How can he handle the situation with his unbearable and relentless mother? I love my marriage, and I love my husband, but I have been dealing with this for almost five years. Cataloging everything his mother (not to mention his literally certifiable sister) has done over the years could fill enough pages to be a full-length novel, and I’m at the end of my rope.
TEARING OUT MY HAIR IN CALIFORNIA
A. The good news is that you’re not in a battle with a husband who has taken the position: “My family, right or wrong.’’ He apparently agrees with you that the women he’s related to by blood have fallen off the balance beam. Your husband must not be chased from his dream job, and the workplace situation may be a strange kind of blessing. He needs to tell “unbearable and relentless’’ that you are family, and that her non-acceptance of you would require him to institute a formal estrangement. Her choice.

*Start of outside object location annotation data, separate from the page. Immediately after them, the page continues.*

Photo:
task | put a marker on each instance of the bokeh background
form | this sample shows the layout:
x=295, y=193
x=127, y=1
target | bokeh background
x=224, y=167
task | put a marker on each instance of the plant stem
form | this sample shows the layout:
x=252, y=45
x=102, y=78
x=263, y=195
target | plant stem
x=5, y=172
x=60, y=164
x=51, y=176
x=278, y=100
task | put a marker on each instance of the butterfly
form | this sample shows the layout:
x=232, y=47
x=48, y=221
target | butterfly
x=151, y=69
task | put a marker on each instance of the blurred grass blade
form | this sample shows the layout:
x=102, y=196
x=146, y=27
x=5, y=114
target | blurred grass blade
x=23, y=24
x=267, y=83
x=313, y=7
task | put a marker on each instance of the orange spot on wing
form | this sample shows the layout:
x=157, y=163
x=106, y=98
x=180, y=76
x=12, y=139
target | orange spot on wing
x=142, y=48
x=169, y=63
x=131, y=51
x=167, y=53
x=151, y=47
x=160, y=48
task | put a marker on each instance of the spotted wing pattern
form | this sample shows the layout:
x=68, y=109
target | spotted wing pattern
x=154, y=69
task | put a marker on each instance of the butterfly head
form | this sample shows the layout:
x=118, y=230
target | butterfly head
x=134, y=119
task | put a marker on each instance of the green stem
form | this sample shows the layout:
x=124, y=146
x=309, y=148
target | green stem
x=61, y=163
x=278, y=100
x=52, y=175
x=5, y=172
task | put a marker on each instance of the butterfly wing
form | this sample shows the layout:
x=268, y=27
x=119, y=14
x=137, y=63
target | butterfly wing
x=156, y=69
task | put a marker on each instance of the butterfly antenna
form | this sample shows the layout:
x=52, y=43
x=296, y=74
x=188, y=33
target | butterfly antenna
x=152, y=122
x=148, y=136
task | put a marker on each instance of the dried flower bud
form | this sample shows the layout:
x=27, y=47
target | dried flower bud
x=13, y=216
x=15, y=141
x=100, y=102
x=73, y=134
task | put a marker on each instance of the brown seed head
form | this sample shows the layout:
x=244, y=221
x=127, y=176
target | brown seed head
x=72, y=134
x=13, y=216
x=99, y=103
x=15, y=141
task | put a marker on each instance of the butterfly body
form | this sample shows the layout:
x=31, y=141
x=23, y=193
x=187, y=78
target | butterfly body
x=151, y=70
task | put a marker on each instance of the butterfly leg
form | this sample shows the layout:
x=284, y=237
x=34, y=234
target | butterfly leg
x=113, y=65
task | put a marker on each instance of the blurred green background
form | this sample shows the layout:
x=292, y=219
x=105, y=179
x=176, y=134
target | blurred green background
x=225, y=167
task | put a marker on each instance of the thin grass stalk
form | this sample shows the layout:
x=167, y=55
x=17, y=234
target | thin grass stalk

What he doesn’t need to tell her is that your marriage is on the line. He must go on record - maybe in a letter - that a continuing relationship with her, as it is now, is bad for his health and he chooses not to deal with her. And he has to mean it. If she gets really nutty at work, she will be let go.
Q. I met a man about six months ago on a dating website. I fell in love with him against my better judgment, and then he broke my heart. We are still friends (with benefits), and he still tells me all the time that he loves me, but is just not ready for a relationship. He is a past drug user with some mental issues. Do you think I should give him time or move on? Thanks.
A. Give him time for what, my dear? While he is enjoying the “benefits,’’ you are functioning as his own personal escort service, and the payment you are receiving is anguish. It has always seemed to me like bad business to dally with someone who has essentially told you he loves you but . . . he is not “ready’’ for a relationship. Taking the long view, this man is not only unable to give you what you want, but he sounds emotionally shaky. I suspect in the long run you will have dodged a bullet by believing him about not being ready for a relationship. I suggest you gently tell him that the benefits office is closed.